Critics also can point to Weatherford's measly nine touchdown passes last year, something the senior acknowledges.
"I take responsibility. I don't think we took enough chances downfield as we should have," Weatherford said.
Fisher, though, was less disparaging. "I think we could have done more with yards after the catch," he said.
Nor does Fisher see any reason at this point to bring up Ponder with an eye on the future. If Ponder is to wrest the job from Weatherford, it will be for present objectives.
"I think this can be a good football team now," Fisher said. "It's young and inexperienced at places, but I think it has talent. And I don't think we need to scrap this year trying to worry about the future."
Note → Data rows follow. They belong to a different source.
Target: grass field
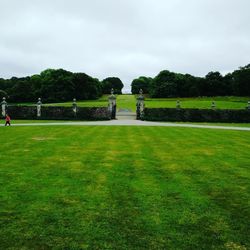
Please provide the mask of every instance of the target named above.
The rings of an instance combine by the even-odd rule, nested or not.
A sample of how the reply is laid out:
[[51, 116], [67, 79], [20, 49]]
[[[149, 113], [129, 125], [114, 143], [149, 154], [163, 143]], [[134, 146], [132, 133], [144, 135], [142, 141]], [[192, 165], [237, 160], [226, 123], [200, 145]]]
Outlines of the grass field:
[[[72, 102], [48, 104], [48, 106], [72, 106]], [[108, 95], [102, 96], [98, 100], [93, 101], [77, 101], [79, 107], [107, 107]], [[118, 109], [136, 109], [136, 97], [134, 95], [117, 95]]]
[[[181, 101], [183, 108], [210, 109], [212, 101], [216, 102], [218, 109], [245, 109], [250, 97], [201, 97], [201, 98], [145, 98], [145, 105], [148, 108], [175, 108], [176, 101]], [[28, 104], [30, 105], [30, 104]], [[72, 102], [45, 104], [48, 106], [72, 106]], [[102, 96], [98, 100], [77, 101], [79, 107], [107, 107], [108, 95]], [[136, 110], [136, 96], [118, 95], [117, 108], [127, 108]]]
[[182, 108], [210, 109], [215, 101], [218, 109], [245, 109], [250, 98], [247, 97], [201, 97], [201, 98], [146, 98], [148, 108], [175, 108], [180, 100]]
[[[72, 102], [51, 103], [51, 104], [45, 104], [45, 105], [46, 106], [70, 107], [70, 106], [72, 106]], [[103, 95], [98, 100], [87, 100], [87, 101], [77, 100], [77, 105], [79, 107], [107, 107], [108, 106], [108, 95]]]
[[250, 133], [0, 128], [1, 249], [248, 249]]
Weatherford said: "I think [fans] have the trust and confidence in our coaching staff that they're going to put our best players out there."
Amid rehabbing his knee and summer workouts with teammates, Weatherford also spent mornings as an intern in Gov. Charlie Crist's office. Working in Legislative Affairs, he answered phones and filed signed bills.
"It was fun to learn a little bit about how the process works," said Weatherford, whose older brother Will is a state representative and maternal grandmother once ran for Arizona governor.
"It's a tough job working in public service. No matter what decision you make, half the population is going to agree with it and the other half is going to disagree."
Hey, if there's anyone versed in not being able to please everyone, it's a quarterback.
Weatherford smiled. "I've taken some heat, that's for sure," he said. "I've had good training."